Initiated in mid-2009, BRIC became BRICS in 2010 with South Africa’s joining the group to set up the new financial institutions. Their key objectives were to have a bigger say in global financial order challenging the monopoly of the western countries. BRICS represents 40 percent of the global population; 18 percent of global trade and having $4 trillion in combined foreign reserves. Estimates suggest that “the large foreign reserves of BRICS and many developing economies in Asia have been mostly invested in the US Gilt-edged Securities and Sovereign Wealth Funds over the years. Despite the low yield in such securities and funds, the bulk of the reserve surpluses of emerging and developing economies have been invested in them mainly due to the strength and international standing of US dollar. Had these reserves been invested in emerging and developing economies, they would have not only bridged the massive infrastructure deficit of those countries but also uplifted millions of people out of poverty.”
Economics and Social Survey for Asia and the Pacific- 2010 carried out by ESCAP showed if $800 billion per annum was allocated to the Asia-Pacific region, the infrastructure deficit in the region could have been covered in a couple of years.
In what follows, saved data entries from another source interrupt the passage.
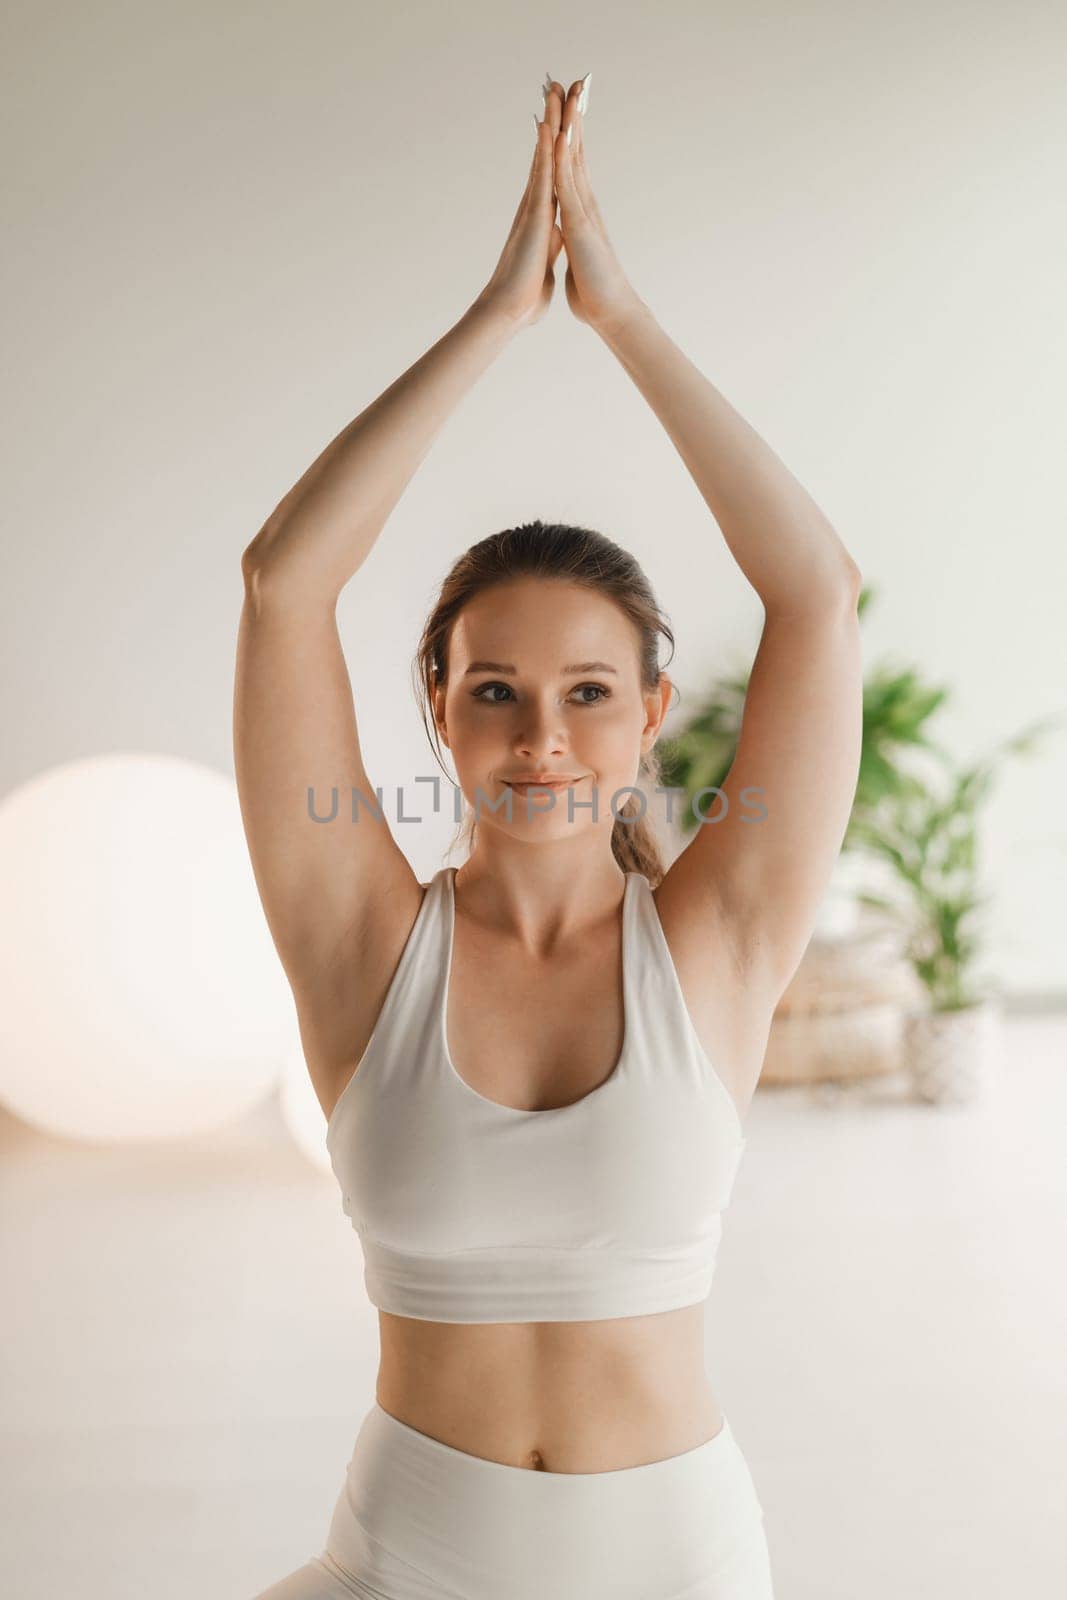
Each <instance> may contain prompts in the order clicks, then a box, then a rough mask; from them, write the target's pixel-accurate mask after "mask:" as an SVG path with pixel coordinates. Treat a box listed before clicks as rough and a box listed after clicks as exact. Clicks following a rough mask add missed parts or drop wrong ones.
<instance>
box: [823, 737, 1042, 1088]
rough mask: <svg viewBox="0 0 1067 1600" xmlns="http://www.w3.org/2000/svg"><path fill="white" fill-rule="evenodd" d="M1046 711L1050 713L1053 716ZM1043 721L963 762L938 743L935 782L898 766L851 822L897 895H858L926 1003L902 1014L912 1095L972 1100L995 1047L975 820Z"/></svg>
mask: <svg viewBox="0 0 1067 1600" xmlns="http://www.w3.org/2000/svg"><path fill="white" fill-rule="evenodd" d="M1054 720H1056V718H1051V720H1049V722H1054ZM1048 725H1049V723H1033V725H1032V726H1029V728H1025V730H1024V731H1022V733H1017V734H1016V736H1014V738H1009V739H1005V741H1003V742H1001V744H998V746H995V747H993V749H992V750H990V752H989V754H987V755H985V757H982V758H979V760H977V762H973V763H971V765H966V766H957V765H955V762H953V760H952V758H950V757H949V755H945V754H944V752H942V750H939V749H936V747H929V750H931V755H933V757H934V758H936V762H939V763H941V765H942V773H941V774H939V778H937V779H936V781H934V779H931V778H926V776H923V774H918V773H915V771H909V773H899V774H897V782H896V784H894V789H893V792H891V794H883V795H881V798H880V800H878V802H877V805H875V806H872V808H870V810H869V811H865V813H864V814H862V816H854V818H853V821H851V824H849V832H851V835H853V846H854V848H859V850H862V851H867V853H870V854H873V856H877V858H878V859H880V861H883V862H886V864H888V866H889V869H891V874H893V877H894V880H896V886H897V894H896V898H893V896H883V894H872V893H861V896H859V899H861V901H862V902H864V904H865V906H870V907H873V909H877V910H880V912H883V914H885V915H886V917H888V918H889V920H891V922H894V923H896V925H897V926H899V928H901V931H902V933H904V939H905V944H904V955H905V958H907V962H909V963H910V966H912V970H913V973H915V976H917V979H918V982H920V984H921V989H923V990H925V1005H923V1006H920V1008H917V1010H913V1011H909V1013H907V1014H905V1018H904V1037H902V1045H904V1061H905V1067H907V1070H909V1074H910V1077H912V1083H913V1088H915V1091H917V1094H918V1096H920V1099H925V1101H928V1102H937V1104H939V1102H944V1101H952V1102H966V1101H969V1099H974V1096H976V1094H977V1093H979V1088H981V1085H982V1082H984V1078H985V1074H987V1070H989V1066H990V1059H992V1054H993V1050H995V1042H997V1032H998V1019H1000V1006H998V1003H997V1002H998V997H995V995H993V994H992V986H990V984H989V981H987V979H984V978H982V976H979V973H977V970H976V960H977V957H979V952H981V946H982V936H981V914H982V910H984V907H985V904H987V901H989V894H984V893H981V890H979V850H977V827H979V814H981V806H982V803H984V802H985V800H987V797H989V794H990V789H992V786H993V781H995V778H997V774H998V770H1000V766H1001V763H1003V760H1005V758H1006V757H1009V755H1016V754H1029V752H1032V750H1033V747H1035V742H1037V739H1038V734H1040V733H1041V731H1043V728H1045V726H1048Z"/></svg>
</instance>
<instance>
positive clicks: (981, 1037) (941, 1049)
mask: <svg viewBox="0 0 1067 1600" xmlns="http://www.w3.org/2000/svg"><path fill="white" fill-rule="evenodd" d="M998 1046H1000V1006H998V1005H997V1003H995V1002H992V1000H982V1002H979V1003H977V1005H973V1006H965V1008H963V1010H961V1011H912V1013H909V1014H907V1016H905V1018H904V1038H902V1050H904V1066H905V1069H907V1072H909V1075H910V1080H912V1086H913V1090H915V1093H917V1094H918V1098H920V1099H923V1101H928V1102H929V1104H931V1106H945V1104H949V1106H965V1104H969V1102H971V1101H974V1099H977V1098H979V1096H981V1094H982V1093H984V1090H985V1085H987V1080H989V1074H990V1070H992V1064H993V1059H995V1056H997V1051H998Z"/></svg>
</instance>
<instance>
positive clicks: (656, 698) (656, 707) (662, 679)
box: [641, 672, 673, 754]
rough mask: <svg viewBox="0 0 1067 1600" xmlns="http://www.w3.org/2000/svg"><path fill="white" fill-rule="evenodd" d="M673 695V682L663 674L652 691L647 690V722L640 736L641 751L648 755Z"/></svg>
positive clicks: (664, 718)
mask: <svg viewBox="0 0 1067 1600" xmlns="http://www.w3.org/2000/svg"><path fill="white" fill-rule="evenodd" d="M672 693H673V682H672V680H670V678H669V677H667V674H665V672H661V674H659V683H657V685H656V688H654V690H649V691H648V694H646V696H645V714H646V717H648V722H646V723H645V731H643V734H641V750H643V754H648V750H651V747H653V744H654V742H656V739H657V738H659V730H661V728H662V725H664V720H665V717H667V712H669V710H670V696H672Z"/></svg>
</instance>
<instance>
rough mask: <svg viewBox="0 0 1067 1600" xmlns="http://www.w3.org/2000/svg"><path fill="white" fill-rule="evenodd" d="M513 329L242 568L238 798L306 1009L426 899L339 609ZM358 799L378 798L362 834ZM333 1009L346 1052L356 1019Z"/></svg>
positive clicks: (276, 944)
ESCAP in fact, argues that “the rate of return on investing part of the reserves in the region would have been higher than the returns from the US market, and for this purpose only 5 percent of the $5 trillion reserves in the region could have been used to create an Infrastructure Fund”.
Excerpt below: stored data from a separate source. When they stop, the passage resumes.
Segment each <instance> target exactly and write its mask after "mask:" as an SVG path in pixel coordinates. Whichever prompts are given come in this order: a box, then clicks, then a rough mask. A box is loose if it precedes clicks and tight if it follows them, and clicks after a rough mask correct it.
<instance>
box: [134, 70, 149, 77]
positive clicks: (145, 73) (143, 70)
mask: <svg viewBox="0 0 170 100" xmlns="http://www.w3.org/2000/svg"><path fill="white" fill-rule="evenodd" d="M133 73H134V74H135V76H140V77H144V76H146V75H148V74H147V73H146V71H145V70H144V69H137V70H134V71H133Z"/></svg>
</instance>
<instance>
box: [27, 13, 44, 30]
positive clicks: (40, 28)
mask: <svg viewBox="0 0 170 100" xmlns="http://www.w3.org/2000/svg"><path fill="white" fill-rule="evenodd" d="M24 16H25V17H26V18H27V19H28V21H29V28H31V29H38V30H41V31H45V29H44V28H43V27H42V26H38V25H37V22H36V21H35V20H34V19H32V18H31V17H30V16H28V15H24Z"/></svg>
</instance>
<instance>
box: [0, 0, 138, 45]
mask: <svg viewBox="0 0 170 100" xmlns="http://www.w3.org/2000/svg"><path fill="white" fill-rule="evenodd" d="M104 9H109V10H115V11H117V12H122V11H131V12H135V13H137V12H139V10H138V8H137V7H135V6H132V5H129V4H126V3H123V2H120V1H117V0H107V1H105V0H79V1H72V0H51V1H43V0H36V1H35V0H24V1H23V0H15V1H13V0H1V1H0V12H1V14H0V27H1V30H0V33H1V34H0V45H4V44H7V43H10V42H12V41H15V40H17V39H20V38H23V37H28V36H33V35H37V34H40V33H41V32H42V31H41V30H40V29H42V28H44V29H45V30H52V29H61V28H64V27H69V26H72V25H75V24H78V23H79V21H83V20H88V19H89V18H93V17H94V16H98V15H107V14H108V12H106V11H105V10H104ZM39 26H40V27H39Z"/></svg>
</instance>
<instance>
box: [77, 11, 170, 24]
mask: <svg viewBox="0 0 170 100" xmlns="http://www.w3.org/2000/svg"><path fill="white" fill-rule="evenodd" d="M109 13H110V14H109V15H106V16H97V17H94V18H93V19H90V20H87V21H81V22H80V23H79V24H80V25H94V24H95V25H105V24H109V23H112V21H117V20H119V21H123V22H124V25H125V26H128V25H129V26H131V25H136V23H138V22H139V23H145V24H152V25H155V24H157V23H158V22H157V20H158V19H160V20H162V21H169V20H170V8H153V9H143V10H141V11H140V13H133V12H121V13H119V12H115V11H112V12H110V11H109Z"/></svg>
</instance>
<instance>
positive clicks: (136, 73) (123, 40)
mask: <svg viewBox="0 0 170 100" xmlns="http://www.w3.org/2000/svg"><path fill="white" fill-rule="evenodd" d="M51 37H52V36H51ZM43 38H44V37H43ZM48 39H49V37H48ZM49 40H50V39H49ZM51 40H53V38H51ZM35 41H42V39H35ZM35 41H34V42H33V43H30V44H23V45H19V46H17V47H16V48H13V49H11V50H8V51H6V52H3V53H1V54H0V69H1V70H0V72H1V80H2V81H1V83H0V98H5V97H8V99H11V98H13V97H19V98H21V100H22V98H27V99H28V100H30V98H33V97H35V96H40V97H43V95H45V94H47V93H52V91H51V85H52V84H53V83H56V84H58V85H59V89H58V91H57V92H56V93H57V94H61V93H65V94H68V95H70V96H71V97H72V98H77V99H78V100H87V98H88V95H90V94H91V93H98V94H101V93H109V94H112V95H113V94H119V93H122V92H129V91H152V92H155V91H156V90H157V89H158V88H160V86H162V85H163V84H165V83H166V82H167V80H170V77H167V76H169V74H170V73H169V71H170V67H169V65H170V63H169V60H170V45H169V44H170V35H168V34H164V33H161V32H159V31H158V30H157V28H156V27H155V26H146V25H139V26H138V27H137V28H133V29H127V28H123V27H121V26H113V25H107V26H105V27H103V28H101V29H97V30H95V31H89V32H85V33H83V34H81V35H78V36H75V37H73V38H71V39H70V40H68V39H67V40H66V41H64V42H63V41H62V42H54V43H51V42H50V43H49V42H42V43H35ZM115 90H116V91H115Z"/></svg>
China still serious for AIIB?
Such thinking has influenced the Chinese leadership with their largest investment in US securities to promote an Asian Infrastructure Investment Bank (AIIB), similar to Japan’s initiative to set up the Asian Development Bank (ADB) in 1966, reports said.
Such thinking influenced all BRICS leaderships who were convinced of the benefits of their surplus savings and foreign reserves from establishing a new development bank, particularly for funding major infrastructure projects. The idea of setting up the BRICS Bank thus came to the fore.
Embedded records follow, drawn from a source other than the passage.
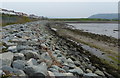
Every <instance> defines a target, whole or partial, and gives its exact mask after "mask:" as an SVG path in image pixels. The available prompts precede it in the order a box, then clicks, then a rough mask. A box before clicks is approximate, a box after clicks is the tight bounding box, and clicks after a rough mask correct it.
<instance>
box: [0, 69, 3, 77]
mask: <svg viewBox="0 0 120 78" xmlns="http://www.w3.org/2000/svg"><path fill="white" fill-rule="evenodd" d="M2 75H3V71H2V70H0V78H1V76H2Z"/></svg>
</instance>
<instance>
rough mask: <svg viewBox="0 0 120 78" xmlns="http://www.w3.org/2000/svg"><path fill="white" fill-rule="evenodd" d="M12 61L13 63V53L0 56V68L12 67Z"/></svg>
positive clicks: (7, 53)
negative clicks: (7, 66) (11, 65)
mask: <svg viewBox="0 0 120 78" xmlns="http://www.w3.org/2000/svg"><path fill="white" fill-rule="evenodd" d="M8 56H9V57H8ZM12 61H13V53H12V52H6V53H2V54H0V67H1V66H4V65H7V66H11V63H12Z"/></svg>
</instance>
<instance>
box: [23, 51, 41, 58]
mask: <svg viewBox="0 0 120 78" xmlns="http://www.w3.org/2000/svg"><path fill="white" fill-rule="evenodd" d="M21 53H23V54H24V56H25V59H26V60H29V59H30V58H34V59H39V58H40V56H39V54H38V53H37V52H34V51H32V50H22V51H21Z"/></svg>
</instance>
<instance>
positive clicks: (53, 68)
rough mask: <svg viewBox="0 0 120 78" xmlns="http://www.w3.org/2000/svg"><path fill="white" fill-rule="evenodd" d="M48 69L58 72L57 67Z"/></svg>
mask: <svg viewBox="0 0 120 78" xmlns="http://www.w3.org/2000/svg"><path fill="white" fill-rule="evenodd" d="M48 70H49V71H51V72H59V71H58V70H57V69H55V68H49V69H48Z"/></svg>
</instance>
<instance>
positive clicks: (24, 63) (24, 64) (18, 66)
mask: <svg viewBox="0 0 120 78" xmlns="http://www.w3.org/2000/svg"><path fill="white" fill-rule="evenodd" d="M26 65H27V64H26V62H25V61H23V60H15V61H14V62H13V63H12V66H13V68H17V69H21V70H23V69H24V67H25V66H26Z"/></svg>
It has been estimated that close to $1 trillion funding is required per annum to meet the infrastructure deficit in emerging economies and developing countries. The existing local, regional, and multilateral banks cannot meet this requirement and the new BRICS Bank will be able to supplement the existing banks’ contribution, in addition to making the global financial system competitive.
“The launch of the BRICS Bank and CRA will be a concerted step for reshaping the Western dominated international financial system. It will be the first step to challenge the domination of the US influenced WB and the IMF and the US dollar power,” analysts said.
Japan had taken an initiative to set up such an institution soon after the East Asian Financial crisis of 1997 but it had to abandon the move on pressure from IMF and US Treasury. BRICS has walked over such resistance.
Its financial institutions may now slowly work to bring about reforms in global financial system. In fact, the BRICKS nations – Brazil, China, India, Russia, and South Africa, the global emerging economic powers – have the potentials to bring pressures on western dominated institutions to reform and comply.
But questions remain whether China will abandon its plan to set up the Asian Infrastructure development Bank after the establishment of BRICS Bank and CRA. Moreover, will the BRICS Bank give large loan at concessional rates? Again will the CRA provide balance of payment support in more liberal terms? We have to wait and see.